Oliver Cromwell vs King}
Charles}

Square brackets were used to denote editorial comments related to layout, as in

[CENTRE HEADING]
[LH MARGIN]
[SIGNATURE, RH SIDE]

This existing markup got in the way of the parser function in SMW when we ported the data over, resulting in some pages with this markup only partially displaying. Consequently, Rowan wrote a special SMW module to turn the function of the square and curly brackets off in the Transcription field of our Form-based Pages and also in the portions of the pages which were conceived of for notes on People, Places, Ships, Miscellaneous and Sources (in passing, please note that these fields have only been used to a limited degree in annotating transcriptions and have been used inconsistently). They were not conceived of semantically - purely as text annotations.

It would be possible, however, to edit all the transcribed text (ca. 10,000 text pages) to eliminate the square and curly brackets or to put nowiki protection on them (I think this would be possible). In which case, we can talk seriously about in-line markup

  • The second big issue is the way that SMW works in associating properties with the underlying datastructure(s). Our datastructure currently follows the physical manuscript volumes, which are based on physical pages. Our page naming convention follows the naming of the physical pages. Where there is no foliation in the physical volumes, we have introduced artifical foliation, following the recto, verso, recto, verso pattern. This has the big advantage of enabling a transcriber and/or a reader and/or a researcher to move easily from image to text transcription. Each physical page contains 350-450 words, which is digestible. It also gives confidence to academics when using the material because they themselves can quickly get a sense of the accuracy of the transcription.


BUT, there is of course a second datastructure in the volumes, built around depositions (and cases). A case may have anything between one and fifteen depositions. Of course many cases have no depositions, becasue they were stopped before the deposition stage. You can follow the legal process in the Act Books. See for example HCA 3/46, which us the Act book for the years 1654-1656.

Thierry Daunois is working with me to explore what our choices are for semanticisation, and is arguing that we should restructure around depositions. This would be a very big change, with pros and cons.

The crucial point about in-line markup is that it is associated with the page on which it appears.

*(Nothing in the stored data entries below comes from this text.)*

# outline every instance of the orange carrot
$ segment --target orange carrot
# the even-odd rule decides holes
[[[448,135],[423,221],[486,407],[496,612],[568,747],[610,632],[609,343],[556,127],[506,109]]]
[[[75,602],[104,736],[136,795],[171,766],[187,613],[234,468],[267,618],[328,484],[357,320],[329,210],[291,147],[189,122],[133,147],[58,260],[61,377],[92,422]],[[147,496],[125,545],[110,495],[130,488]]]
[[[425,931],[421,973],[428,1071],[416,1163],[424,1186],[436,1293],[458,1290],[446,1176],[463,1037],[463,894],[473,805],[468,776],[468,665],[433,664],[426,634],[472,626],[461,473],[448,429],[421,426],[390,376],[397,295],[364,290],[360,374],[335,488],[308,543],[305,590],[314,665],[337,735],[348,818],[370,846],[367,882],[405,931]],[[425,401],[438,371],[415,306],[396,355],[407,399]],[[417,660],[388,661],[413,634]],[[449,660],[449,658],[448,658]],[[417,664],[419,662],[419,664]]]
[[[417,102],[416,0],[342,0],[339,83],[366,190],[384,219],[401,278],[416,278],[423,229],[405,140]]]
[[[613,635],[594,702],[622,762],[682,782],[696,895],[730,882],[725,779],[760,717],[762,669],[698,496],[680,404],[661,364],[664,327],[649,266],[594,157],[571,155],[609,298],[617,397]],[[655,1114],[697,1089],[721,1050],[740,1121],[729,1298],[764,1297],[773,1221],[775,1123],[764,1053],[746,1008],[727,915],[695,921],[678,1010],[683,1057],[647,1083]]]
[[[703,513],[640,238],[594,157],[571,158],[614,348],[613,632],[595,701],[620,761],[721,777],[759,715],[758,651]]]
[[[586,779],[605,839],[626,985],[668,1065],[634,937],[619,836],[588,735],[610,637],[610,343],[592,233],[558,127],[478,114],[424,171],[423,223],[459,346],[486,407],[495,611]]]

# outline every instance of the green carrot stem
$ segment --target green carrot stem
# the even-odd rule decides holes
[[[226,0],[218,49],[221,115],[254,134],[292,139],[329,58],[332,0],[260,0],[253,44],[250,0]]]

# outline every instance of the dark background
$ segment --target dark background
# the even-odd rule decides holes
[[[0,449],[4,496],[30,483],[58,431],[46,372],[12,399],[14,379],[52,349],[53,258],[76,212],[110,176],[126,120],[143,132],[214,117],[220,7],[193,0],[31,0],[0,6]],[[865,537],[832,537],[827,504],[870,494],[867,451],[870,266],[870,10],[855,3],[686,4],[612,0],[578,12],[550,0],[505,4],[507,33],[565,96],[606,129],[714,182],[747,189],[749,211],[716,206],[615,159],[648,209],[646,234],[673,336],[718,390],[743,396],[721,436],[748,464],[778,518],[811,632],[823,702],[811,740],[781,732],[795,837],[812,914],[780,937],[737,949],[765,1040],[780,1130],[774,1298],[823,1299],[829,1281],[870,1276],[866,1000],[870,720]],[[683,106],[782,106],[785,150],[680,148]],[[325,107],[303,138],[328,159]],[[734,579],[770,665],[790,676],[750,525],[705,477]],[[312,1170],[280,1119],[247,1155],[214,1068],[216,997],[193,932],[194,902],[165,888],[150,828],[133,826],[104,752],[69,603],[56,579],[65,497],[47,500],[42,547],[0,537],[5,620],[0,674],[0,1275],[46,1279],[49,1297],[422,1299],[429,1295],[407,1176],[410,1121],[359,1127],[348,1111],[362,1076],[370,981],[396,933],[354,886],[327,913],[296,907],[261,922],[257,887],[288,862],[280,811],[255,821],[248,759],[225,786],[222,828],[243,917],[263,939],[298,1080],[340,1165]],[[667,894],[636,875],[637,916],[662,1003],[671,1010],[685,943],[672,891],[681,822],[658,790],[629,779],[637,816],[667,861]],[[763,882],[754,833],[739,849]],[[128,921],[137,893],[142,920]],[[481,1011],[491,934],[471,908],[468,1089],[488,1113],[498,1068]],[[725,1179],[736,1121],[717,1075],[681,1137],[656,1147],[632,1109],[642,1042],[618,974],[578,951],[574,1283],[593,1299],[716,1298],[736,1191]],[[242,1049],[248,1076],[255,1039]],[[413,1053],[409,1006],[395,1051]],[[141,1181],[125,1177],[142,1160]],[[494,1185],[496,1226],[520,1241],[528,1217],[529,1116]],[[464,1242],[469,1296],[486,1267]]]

So if the page is the electronic representation of a physical page that is one type of association; and if the page is the electronic representation of the deposition (anything between one third of a physical page and ten to twelve pages) that is another type of assocaiation.

If the inline semantic markup is being used simply to enhance search then the links to the "page" are not so important, e.g. show me the physical pages or the depositions in which there are Events of a certain type.

But if the searches seek to infer relationships between the in-line markup and the metadata around a deponent, then the choice of physical page or deposition page as a datastructure is very important.

I need to break off now, but will come back to the topic with some specifics Colin Greenstreet (talk) 19.06, July 26, 2016 (UTC)